Mia nonna raccontava e raccontava, senza stancarsi, storie affascinanti e misteriose di gente sconosciuta e lontana. Raccontava della madre di suo padre che portava la parrucca perche' religiosa ortodossa. Raccontava che un giorno, dalla Russia lontana, erano venuti i genitori a trovare il figlio a Trieste ma non avevano resistito a lungo: lei, la Madre, mandava la servitu' a lavare piatti e pentole in mare perche' niente era "kosher" in quella citta' straniera , nemmeno l'acqua.
Raccontava, mia nonna, raccontava a me forse perche' sapeva che io, femmina tra due maschi, avrei raccolto il messaggio, avrei saputo ritrovare le radici nascoste per due generazioni sotto l'illusione dell'assimilazione necessaria per poter condurre una vita "normale".
Forse inconsapevolmente sperava che proprio io avrei chiuso quel cerchio aperto da suo padre: dalla Russia e Israele.

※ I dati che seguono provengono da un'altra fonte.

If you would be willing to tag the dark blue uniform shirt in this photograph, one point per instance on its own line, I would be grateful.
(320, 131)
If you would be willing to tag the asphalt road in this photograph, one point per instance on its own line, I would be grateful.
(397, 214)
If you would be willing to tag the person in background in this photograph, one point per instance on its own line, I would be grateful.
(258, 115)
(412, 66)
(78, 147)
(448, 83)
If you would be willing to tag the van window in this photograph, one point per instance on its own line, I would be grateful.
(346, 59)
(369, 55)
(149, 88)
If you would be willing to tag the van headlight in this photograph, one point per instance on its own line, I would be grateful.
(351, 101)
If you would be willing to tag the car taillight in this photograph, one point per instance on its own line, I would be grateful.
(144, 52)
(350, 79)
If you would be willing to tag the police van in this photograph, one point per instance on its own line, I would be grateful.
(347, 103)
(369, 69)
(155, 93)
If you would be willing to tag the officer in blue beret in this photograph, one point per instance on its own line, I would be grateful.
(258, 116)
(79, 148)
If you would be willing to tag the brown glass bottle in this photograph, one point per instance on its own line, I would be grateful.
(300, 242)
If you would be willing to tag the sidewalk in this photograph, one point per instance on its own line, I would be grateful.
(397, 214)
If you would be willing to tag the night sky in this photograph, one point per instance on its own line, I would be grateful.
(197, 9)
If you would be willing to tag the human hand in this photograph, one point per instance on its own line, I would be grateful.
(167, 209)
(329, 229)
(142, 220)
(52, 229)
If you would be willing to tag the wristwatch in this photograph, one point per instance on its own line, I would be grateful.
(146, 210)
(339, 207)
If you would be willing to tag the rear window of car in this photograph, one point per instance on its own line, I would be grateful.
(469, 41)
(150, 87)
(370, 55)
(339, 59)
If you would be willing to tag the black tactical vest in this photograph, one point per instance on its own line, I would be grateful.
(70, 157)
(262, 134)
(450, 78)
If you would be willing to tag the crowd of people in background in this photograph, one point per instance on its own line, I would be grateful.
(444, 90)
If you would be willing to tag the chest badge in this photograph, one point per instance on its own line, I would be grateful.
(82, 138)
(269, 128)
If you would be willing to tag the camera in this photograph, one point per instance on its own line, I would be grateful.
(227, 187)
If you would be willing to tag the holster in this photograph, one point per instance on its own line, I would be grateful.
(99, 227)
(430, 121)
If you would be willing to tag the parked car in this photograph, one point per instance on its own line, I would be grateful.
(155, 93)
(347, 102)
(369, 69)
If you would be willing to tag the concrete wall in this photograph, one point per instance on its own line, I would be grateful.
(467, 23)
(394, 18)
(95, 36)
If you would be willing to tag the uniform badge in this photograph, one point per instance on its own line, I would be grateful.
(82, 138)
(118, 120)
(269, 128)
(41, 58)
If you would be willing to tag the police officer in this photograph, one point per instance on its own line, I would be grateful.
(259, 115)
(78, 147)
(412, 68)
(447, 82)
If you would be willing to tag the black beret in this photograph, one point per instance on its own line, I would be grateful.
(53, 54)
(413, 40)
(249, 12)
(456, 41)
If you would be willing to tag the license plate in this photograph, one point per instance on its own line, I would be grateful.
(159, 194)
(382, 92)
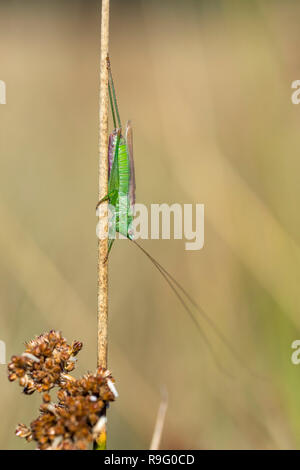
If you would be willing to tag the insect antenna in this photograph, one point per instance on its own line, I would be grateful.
(112, 94)
(175, 286)
(186, 307)
(112, 106)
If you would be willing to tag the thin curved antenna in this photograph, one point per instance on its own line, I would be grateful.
(187, 309)
(113, 91)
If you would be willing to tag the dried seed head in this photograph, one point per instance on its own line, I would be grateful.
(79, 414)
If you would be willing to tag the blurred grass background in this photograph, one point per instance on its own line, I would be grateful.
(207, 87)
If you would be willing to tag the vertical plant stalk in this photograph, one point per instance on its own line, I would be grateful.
(103, 217)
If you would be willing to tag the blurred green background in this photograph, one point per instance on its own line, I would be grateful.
(207, 86)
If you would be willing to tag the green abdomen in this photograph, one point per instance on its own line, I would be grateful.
(124, 169)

E io ho allevato mio figlio con l'orgoglio e la dignita' apprese da mia nonna e da mia mamma , gli ho parlato di Israele, delle nostre origini, delle nostre sofferenze, l'ho nutrito di amore e sionismo e un giorno mi ha detto "Mamma io parto".
Ed e' partito per la Terra dei padri.
E dopo piu' di un secolo e mezzo eccoci qua, noi, i discendenti di quel piccolo ebreo russo che non aveva mai conosciuto la Terra.
Qui sono io e qui e' mio figlio Aaron e qui e' nato Yonatan, figlio suo e di Tanya, il primo piccolo sabra della nostra famiglia. Qui e' arrivato anche uno dei miei due fratelli.
Il cerchio si e' chiuso e il padre di mia nonna mi guarda dal ritratto sul muro con i suoi occhi antichi e pazienti. Gli ebrei sanno aspettare, la sofferenza glielo ha insegnato.
Che sorrida ?
Lui voleva prendere una nave per arrivare in Palestina.
La nipote di sua figlia ha preso un aereo ed e' arrivata in Israele.